I doubled the following recipe. This recipe makes 12 muffins. I doubled it and it made 19 regular muffins and 19 mini muffins.
Ingredients:
- 1/2 cup coconut flour
- 1/4 tsp salt
- 1/2 tsp baking powder
- 6 eggs (yes, doubling it meant a dozen eggs! I was a little worried about the recipe when I realized that I would be using so many eggs, but it worked out great!)
- 4 tbsp coconut oil (melted)
- 1/4 cup honey (I didn't have enough honey and added brown rice syrup)
- 2-3 rip banans
- 1/2 cup nuts (I used walnuts)
Preheat oven to 350. Mix the dry ingredients (coconut flour, salt, baking powder).

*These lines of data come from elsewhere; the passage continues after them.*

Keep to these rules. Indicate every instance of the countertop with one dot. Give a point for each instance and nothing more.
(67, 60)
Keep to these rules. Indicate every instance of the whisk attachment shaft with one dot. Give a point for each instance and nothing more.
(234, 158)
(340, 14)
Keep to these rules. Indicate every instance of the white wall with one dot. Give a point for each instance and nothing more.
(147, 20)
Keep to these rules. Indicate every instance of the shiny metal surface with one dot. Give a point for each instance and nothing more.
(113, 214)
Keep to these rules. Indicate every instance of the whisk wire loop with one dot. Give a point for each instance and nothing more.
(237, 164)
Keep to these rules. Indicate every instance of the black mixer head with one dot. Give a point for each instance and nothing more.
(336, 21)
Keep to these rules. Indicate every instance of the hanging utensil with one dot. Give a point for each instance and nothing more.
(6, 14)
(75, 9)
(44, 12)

Coconut flour is very high in fiber and low in carbohydrates. It's a great alternative to wheat flour. I currently have Coconut Secret Coconut Flour (find here on Amazon; affiliate link)
Beat the eggs.
I didn't have quite enough honey, so I filled in with the brown rice syrup.

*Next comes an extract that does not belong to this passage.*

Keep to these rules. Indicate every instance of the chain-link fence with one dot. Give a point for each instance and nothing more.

Add the eggs, honey, and bananas to the flour. Mix. I used my immersion blender (you can use a hand mixer). My immersion blender is my favorite kitchen tool. Find it here on Amazon.

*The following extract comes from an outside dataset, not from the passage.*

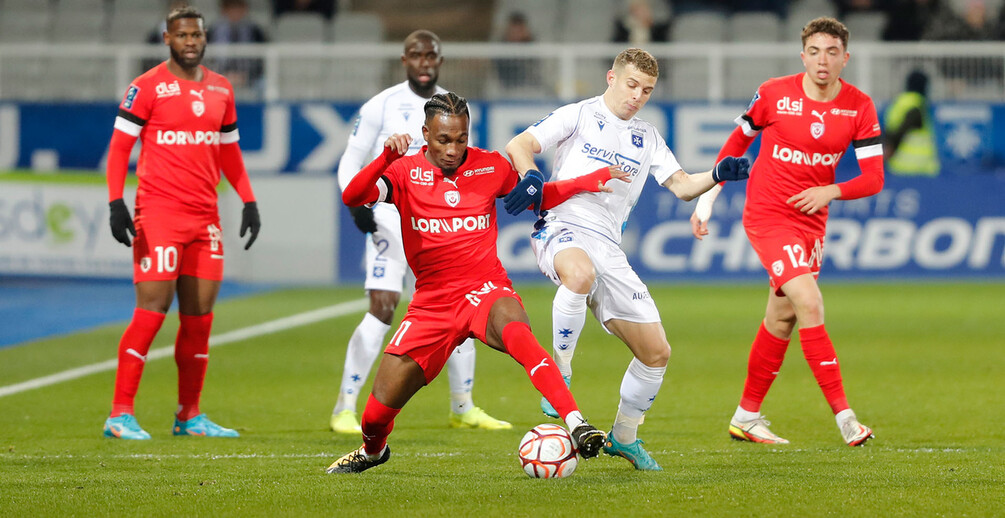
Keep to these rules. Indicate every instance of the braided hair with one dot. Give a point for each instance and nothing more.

I used the back of my measuring spoon to break up the nuts.
Add the nuts to the batter. Hand stir.
I made mini muffins and regular muffins. I am learning that for batters with coconut oil, I prefer foil muffin liners. The coconut oil is too oily for paper. I used a mix of paper and foil liners here. The paper work fine, but a little oil does leak. Bake at 350 for 15-25 minutes. They are done when the tops are slightly golden.